Students of seventh and eighth grade of two rural schools of the Mapuche community of José Painecura Hueñalihuén, in Carahue, participate in an innovative project aimed at implementing a technological system of crops based on Internet of Things Technologies, IoT, with an energy supply with renewable sources and designed as an educational platform. This initiative is developed by a group of researchers from the Institute of Complex Engineering Systems, ISCI, of which the UdeC Engineering professor, Rosa Medina Durán, is a member.
This technological system includes the construction of a greenhouse in the Bajo Yupehue public rural School and one in the Vista Hermosa subsidized Private School, which considers traditional crops intended to revalue the Mapuche culture of the area and also combat the drought that has occurred due to climate change.
The UdeC teacher, Rosa Medina, said that the project is led by Doris Sáez Hueichapan, a researcher at ISCI, who, along with other professionals, has been working with the community of Hueñelihuén for quite some time. “The initiative started with the community headquarters, where they started installing solar panels and wind turbines to energize it,” he said.

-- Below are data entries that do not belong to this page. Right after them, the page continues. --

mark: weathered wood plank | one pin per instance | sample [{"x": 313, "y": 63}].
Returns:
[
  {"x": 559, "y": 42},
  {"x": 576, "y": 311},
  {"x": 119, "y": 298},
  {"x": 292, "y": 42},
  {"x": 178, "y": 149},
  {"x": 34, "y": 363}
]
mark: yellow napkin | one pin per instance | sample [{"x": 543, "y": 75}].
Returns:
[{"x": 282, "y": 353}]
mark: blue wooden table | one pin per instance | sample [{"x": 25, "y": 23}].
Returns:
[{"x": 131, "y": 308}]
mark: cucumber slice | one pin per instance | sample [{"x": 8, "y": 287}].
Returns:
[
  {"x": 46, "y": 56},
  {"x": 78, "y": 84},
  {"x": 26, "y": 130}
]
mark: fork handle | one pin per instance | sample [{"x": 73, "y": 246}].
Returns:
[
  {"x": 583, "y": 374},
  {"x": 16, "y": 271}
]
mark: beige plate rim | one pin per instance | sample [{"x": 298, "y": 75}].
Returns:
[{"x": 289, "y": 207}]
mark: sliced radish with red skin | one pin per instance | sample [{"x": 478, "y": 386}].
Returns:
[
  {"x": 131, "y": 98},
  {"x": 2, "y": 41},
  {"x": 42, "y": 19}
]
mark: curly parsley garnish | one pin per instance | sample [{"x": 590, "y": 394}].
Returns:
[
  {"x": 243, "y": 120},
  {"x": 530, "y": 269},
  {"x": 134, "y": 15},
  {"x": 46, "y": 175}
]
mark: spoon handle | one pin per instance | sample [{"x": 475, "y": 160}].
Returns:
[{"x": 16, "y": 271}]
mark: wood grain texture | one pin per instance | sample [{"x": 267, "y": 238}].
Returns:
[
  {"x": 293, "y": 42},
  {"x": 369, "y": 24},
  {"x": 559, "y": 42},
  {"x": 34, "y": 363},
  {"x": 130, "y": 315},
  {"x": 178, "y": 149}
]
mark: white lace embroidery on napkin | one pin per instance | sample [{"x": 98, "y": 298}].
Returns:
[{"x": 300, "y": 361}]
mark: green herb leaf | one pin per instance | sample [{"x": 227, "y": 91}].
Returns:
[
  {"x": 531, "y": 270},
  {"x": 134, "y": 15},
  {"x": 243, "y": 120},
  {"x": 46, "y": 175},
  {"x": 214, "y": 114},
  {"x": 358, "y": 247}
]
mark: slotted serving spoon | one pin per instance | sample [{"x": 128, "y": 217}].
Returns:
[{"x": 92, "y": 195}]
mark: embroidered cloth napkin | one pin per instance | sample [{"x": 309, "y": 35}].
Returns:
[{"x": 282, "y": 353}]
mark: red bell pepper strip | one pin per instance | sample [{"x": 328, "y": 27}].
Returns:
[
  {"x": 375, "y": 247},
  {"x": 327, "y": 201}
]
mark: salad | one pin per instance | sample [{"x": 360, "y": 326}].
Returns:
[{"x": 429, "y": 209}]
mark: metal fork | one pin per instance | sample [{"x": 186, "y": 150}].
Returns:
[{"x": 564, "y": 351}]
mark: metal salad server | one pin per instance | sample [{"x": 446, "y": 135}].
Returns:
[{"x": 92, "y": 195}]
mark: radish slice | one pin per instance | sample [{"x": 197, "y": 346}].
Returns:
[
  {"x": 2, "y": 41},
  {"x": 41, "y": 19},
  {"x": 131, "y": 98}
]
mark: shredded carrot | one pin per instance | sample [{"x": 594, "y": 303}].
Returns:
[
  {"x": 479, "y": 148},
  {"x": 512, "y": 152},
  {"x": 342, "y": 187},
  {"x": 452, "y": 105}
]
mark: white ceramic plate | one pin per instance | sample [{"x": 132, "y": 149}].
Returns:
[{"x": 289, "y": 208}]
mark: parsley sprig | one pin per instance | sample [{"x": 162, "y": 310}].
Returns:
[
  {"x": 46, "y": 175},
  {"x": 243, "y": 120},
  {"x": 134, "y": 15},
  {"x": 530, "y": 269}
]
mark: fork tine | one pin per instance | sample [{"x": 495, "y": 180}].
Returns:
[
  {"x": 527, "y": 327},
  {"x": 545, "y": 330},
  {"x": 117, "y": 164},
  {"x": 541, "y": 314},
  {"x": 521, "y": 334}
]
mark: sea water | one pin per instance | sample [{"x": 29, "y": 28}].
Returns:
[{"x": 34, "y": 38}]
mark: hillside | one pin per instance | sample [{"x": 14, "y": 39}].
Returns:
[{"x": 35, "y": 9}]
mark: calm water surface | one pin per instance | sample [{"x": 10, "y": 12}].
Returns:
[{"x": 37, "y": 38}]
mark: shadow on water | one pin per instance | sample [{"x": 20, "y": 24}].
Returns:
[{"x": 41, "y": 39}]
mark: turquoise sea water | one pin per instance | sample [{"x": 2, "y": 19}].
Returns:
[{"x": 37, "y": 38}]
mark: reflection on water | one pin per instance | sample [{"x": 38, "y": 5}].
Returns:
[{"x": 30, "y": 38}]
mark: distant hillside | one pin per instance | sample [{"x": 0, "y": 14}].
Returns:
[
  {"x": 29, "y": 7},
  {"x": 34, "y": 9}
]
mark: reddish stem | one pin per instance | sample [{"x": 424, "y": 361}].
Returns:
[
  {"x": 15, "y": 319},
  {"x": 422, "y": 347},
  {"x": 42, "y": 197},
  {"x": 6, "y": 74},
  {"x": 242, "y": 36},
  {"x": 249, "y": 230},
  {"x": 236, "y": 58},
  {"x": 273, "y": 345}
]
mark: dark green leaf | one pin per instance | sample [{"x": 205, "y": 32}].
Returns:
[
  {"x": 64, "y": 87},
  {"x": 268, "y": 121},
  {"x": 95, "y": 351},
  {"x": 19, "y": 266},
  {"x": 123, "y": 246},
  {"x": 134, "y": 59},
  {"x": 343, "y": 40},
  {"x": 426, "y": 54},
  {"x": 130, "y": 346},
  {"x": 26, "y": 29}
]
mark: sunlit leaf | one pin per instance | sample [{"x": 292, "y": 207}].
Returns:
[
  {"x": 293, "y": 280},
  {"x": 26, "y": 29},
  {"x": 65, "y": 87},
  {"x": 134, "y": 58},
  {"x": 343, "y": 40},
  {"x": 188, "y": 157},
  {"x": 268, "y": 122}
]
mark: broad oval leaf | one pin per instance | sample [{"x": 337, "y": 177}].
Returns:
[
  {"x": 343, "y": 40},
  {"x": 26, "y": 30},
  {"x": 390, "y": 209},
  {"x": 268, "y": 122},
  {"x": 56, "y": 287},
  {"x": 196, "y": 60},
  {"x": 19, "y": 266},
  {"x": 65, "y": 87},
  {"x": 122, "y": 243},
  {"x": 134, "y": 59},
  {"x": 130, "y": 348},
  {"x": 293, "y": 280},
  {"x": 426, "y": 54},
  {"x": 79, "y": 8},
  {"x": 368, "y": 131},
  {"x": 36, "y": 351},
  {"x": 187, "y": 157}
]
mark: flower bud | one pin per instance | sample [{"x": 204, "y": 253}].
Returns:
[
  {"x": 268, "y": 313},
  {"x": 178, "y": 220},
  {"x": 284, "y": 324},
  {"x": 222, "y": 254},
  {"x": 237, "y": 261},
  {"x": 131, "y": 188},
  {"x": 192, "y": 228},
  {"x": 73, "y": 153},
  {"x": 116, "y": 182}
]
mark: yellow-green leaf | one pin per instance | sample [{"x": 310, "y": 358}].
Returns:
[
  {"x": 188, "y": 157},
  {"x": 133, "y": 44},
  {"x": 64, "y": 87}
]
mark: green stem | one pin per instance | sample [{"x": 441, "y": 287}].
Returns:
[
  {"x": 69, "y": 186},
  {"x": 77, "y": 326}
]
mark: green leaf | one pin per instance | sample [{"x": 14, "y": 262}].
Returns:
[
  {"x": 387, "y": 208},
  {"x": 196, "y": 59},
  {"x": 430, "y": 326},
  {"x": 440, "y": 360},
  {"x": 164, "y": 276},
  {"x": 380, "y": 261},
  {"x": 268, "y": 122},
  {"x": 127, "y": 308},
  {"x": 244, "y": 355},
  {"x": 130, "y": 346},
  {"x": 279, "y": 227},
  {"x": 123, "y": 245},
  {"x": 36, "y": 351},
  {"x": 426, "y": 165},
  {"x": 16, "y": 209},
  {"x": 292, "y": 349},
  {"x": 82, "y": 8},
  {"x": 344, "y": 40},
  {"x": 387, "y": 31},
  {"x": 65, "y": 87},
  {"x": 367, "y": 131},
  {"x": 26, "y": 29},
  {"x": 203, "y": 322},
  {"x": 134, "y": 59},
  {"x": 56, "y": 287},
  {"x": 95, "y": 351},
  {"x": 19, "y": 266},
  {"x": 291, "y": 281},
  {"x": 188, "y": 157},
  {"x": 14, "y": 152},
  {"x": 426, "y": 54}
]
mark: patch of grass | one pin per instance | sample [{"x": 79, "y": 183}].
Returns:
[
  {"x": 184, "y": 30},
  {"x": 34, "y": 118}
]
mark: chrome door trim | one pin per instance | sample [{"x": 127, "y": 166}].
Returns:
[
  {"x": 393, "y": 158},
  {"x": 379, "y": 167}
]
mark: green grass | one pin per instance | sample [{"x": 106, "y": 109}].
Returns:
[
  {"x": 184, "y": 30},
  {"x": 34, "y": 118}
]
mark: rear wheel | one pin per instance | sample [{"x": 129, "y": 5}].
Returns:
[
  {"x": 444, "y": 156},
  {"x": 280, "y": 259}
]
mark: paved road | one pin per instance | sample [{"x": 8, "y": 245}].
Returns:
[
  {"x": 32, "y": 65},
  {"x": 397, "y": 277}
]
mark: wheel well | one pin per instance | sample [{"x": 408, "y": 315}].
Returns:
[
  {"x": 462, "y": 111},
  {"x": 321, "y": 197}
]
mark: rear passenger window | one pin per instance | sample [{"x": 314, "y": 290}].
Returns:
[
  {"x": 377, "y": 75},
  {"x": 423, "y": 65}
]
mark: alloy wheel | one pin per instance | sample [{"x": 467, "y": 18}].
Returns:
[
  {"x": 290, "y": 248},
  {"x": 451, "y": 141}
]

It should be noted that thanks to this initiative, an antenna with TV White Spaces technology was also installed, which uses the frequencies of unused TV channels in the UHF band to offer broadband connections or the Internet of Things (IoT).
The UdeC engineering teacher commented that, along with this, they built a greenhouse in which they implemented technology, sensors to obtain soil moisture, ambient temperature, solenoid valves to automate irrigation, among others. “Doris told me about the project and I found it super nice and invited me to get to know the community, they already had the greenhouse we proposed that it not only stay in the community, between adults, but to teach the same to children, in schools and there we started working in the two establishments,” said Medina.
In this way, together with the fifth year student of Industrial Civil Engineering, Camila Monsalvez Bastias, they focused on optimization, specifically of water, “since my area of specialization is combinatorial optimization, we established the automation of greenhouse irrigation,” Medina explained.
For the researcher, this initiative has allowed working on an engineering application with real interdisciplinary, which she described as “a nice challenge” and added that this project opens up a world for school students, “and for us too, because they have a lot of creative ideas that contribute to us”.
The children of the Carahue schools will have access to the platform that regulates the different actuators of the greenhouse, that is, it controls the solenoid valves, the windows that open or close, what data the sensors have recorded and this information remotely to support decision-making, “that is the idea of the greenhouse,” Medina said.